There could be interim options short of independent nuclear weapons. The United States could agree to so-called “dual keyed” American tactical nuclear weapons that would be stationed in Korea and jointly controlled by both militaries so neither could launch without the others’ approval. Or the United States could redeploy U.S.-controlled tactical nuclear weapons for the first time since President George H.W. Bush withdrew them in 1991. My own view is that these options merit debate and consideration, but for now the down-side risks still far outweigh the advantages. The main two advantages would be to give Seoul and Washington increased tactical options and to signal elevated deterrence commitments to adversaries. However, the downside risk would be significant since these forward-deployed assets could be more easily targeted than submarine and air launched systems and the potential for major domestic opposition in Korea could weaken the intended deterrence signal by sowing discord in the alliance.
For now, Yoon and Biden have made the right choice with the new Nuclear Consultative Group. The group will ensure a greater Korean input in American thinking on deterrence strategy and could be the venue where the interim options described above might be examined someday — depending on North Korea and Chinese developments. The consultative group will also arm Seoul with arguments it needs to reassure the Korean people and mute criticism of the U.S. deterrent while providing a forum to ensure Washington keeps its declaratory policy and development and deployment of systems optimized for the Korean Peninsula. The announcement that the U.S. Navy will send its first nuclear armed submarine to South Korea for the first time since the Cold War is an example of the kind of careful operational deployments and signals the consultative group can develop.

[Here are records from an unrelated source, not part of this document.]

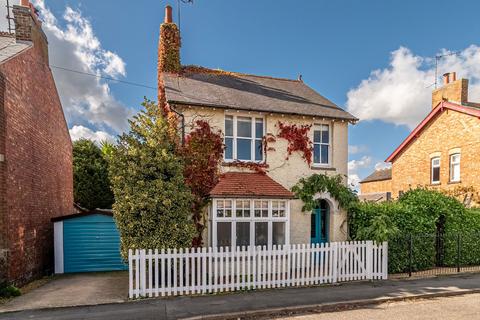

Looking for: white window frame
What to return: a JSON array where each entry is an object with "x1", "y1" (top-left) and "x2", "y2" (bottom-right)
[
  {"x1": 211, "y1": 198, "x2": 290, "y2": 249},
  {"x1": 312, "y1": 123, "x2": 333, "y2": 167},
  {"x1": 450, "y1": 153, "x2": 461, "y2": 182},
  {"x1": 430, "y1": 157, "x2": 441, "y2": 184},
  {"x1": 223, "y1": 113, "x2": 266, "y2": 163}
]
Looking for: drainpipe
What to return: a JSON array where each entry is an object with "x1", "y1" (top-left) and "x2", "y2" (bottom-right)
[{"x1": 170, "y1": 106, "x2": 185, "y2": 146}]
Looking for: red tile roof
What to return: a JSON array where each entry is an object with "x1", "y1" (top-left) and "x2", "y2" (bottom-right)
[
  {"x1": 210, "y1": 172, "x2": 293, "y2": 198},
  {"x1": 385, "y1": 101, "x2": 480, "y2": 162}
]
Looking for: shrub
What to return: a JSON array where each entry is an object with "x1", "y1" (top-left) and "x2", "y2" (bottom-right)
[
  {"x1": 73, "y1": 139, "x2": 113, "y2": 209},
  {"x1": 349, "y1": 189, "x2": 480, "y2": 273},
  {"x1": 109, "y1": 100, "x2": 195, "y2": 259}
]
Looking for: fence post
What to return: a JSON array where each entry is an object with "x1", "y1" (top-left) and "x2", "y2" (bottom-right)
[
  {"x1": 366, "y1": 240, "x2": 373, "y2": 280},
  {"x1": 408, "y1": 233, "x2": 413, "y2": 277},
  {"x1": 382, "y1": 241, "x2": 388, "y2": 280},
  {"x1": 330, "y1": 242, "x2": 338, "y2": 283},
  {"x1": 128, "y1": 249, "x2": 133, "y2": 299},
  {"x1": 457, "y1": 233, "x2": 461, "y2": 272}
]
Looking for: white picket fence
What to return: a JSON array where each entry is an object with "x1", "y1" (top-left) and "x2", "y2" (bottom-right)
[{"x1": 128, "y1": 241, "x2": 388, "y2": 298}]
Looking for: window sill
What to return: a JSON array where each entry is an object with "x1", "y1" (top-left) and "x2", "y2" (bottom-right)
[
  {"x1": 310, "y1": 165, "x2": 337, "y2": 171},
  {"x1": 447, "y1": 180, "x2": 462, "y2": 184}
]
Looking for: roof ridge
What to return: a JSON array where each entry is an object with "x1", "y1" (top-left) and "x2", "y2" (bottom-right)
[{"x1": 182, "y1": 65, "x2": 303, "y2": 83}]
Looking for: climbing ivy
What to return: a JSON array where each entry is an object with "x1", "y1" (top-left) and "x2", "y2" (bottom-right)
[{"x1": 292, "y1": 174, "x2": 358, "y2": 212}]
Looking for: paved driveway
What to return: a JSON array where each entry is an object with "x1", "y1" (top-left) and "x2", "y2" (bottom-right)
[
  {"x1": 0, "y1": 272, "x2": 128, "y2": 312},
  {"x1": 281, "y1": 294, "x2": 480, "y2": 320}
]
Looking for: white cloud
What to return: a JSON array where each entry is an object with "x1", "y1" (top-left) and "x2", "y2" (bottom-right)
[
  {"x1": 375, "y1": 162, "x2": 392, "y2": 170},
  {"x1": 34, "y1": 0, "x2": 134, "y2": 133},
  {"x1": 348, "y1": 145, "x2": 368, "y2": 154},
  {"x1": 348, "y1": 156, "x2": 373, "y2": 188},
  {"x1": 69, "y1": 126, "x2": 115, "y2": 143},
  {"x1": 346, "y1": 45, "x2": 480, "y2": 129}
]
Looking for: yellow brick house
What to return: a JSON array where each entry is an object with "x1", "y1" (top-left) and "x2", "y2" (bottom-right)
[
  {"x1": 158, "y1": 7, "x2": 357, "y2": 247},
  {"x1": 360, "y1": 72, "x2": 480, "y2": 205}
]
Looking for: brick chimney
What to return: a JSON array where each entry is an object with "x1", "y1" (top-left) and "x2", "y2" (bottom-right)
[
  {"x1": 12, "y1": 0, "x2": 48, "y2": 64},
  {"x1": 432, "y1": 72, "x2": 468, "y2": 109},
  {"x1": 158, "y1": 5, "x2": 181, "y2": 73}
]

Some have argued that the consultative group is still weaker than NATO’s similar group, but that is wrong. Senior officials privately tell me that in the past three Nuclear Posture Reviews by the U.S. government — during the Obama, Trump, and Biden administrations — the most influential allied voices were those of Japan, Britain, France, and Korea … in that order. With the new arrangement, Korea could become the most influential. And that is appropriate given the growing challenges on the Korean Peninsula.